Conselho das Comunidades | Lei obriga a igualdade

A Comissão Nacional de Eleições considera que a ATFPM está obrigada aos deveres de não discriminação e igualdade entre candidaturas, que podem ter sido contrariados pelo apoio da associação à lista liderada por Rita Santos. Porém, a lei portuguesa não determina sanções nem poderia ser aplicada em Macau

 

O artigo 56º da Lei Eleitoral da Assembleia da República portuguesa, que também regula as eleições para o Conselho das Comunidades Portuguesas, estipula que os candidatos a eleições “têm direito a igual tratamento por parte das entidades públicas e privadas a fim de efectuarem, livremente e nas melhores condições, a sua campanha eleitoral”.

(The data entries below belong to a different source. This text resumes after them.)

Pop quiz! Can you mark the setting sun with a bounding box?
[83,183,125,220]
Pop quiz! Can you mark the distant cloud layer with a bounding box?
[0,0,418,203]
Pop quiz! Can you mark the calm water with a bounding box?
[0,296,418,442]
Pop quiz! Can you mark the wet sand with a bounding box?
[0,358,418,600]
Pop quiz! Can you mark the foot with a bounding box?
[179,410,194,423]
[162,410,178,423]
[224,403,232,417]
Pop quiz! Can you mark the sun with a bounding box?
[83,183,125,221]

Ora, se a Associação dos Trabalhadores da Função Pública de Macau (ATFPM) for considerada como uma das entidades previstas na lei, como será avaliado o apoio da associação à lista liderada por Rita Santos para o Conselho das Comunidades Portuguesas? A Comissão Nacional de Eleições (CNE), órgão que zela pela igualdade nos actos eleitorais, entende que a ATFPM é uma das entidades obrigadas a cumprir os deveres legais. Porém, não existem consequências legais, ou sanções, para o tratamento preferencial dado a uma lista.

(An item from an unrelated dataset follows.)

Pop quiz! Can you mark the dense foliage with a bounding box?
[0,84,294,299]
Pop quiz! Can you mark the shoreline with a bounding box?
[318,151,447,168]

Com a marcação para 26 de Novembro das eleições para o Conselho das Comunidades, desde 20 de Setembro que as associações, enquanto pessoas colectivas privadas, estão obrigadas a garantir a “igualdade de oportunidades das candidaturas”.

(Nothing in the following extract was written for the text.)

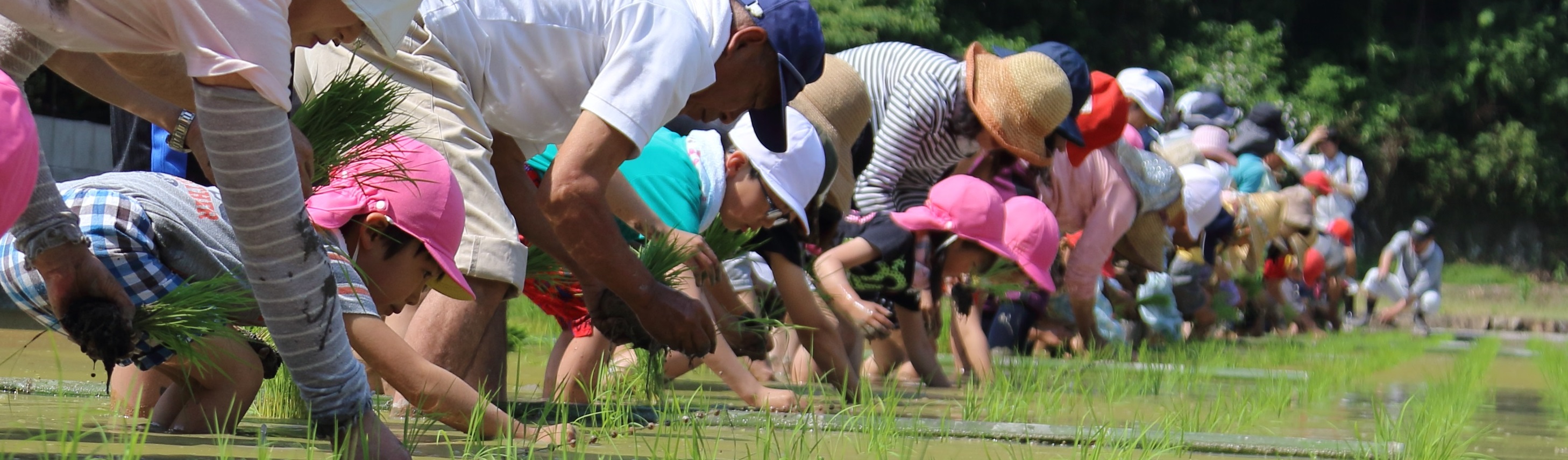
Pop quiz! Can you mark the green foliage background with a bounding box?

No entanto, e apesar desta obrigação, a 22 de Setembro os corpos gerentes da ATFPM emitiram um comunicado em que consta que “a ATFPM decidiu apoiar Rita Santos como cabeça da lista da eleição dos membros do Conselho das Comunidades em Novembro de 2023”.

Este acto pode colocar em causa o cumprimento da obrigação de igualdade, uma norma que a CNE considera aplicar-se à ATFPM.
“É-lhe [à ATFPM] aplicável o disposto no artigo 56.º da Lei Eleitoral da Assembleia da República nos termos do qual todas as entidades estão obrigadas a tratar com igualdade e a não discriminar as candidaturas, sendo que esta Comissão tem entendido que se aplica a todas pessoas colectivas, com excepção dos partidos políticos”, foi explicado ao HM, pela Comissão Nacional de Eleições.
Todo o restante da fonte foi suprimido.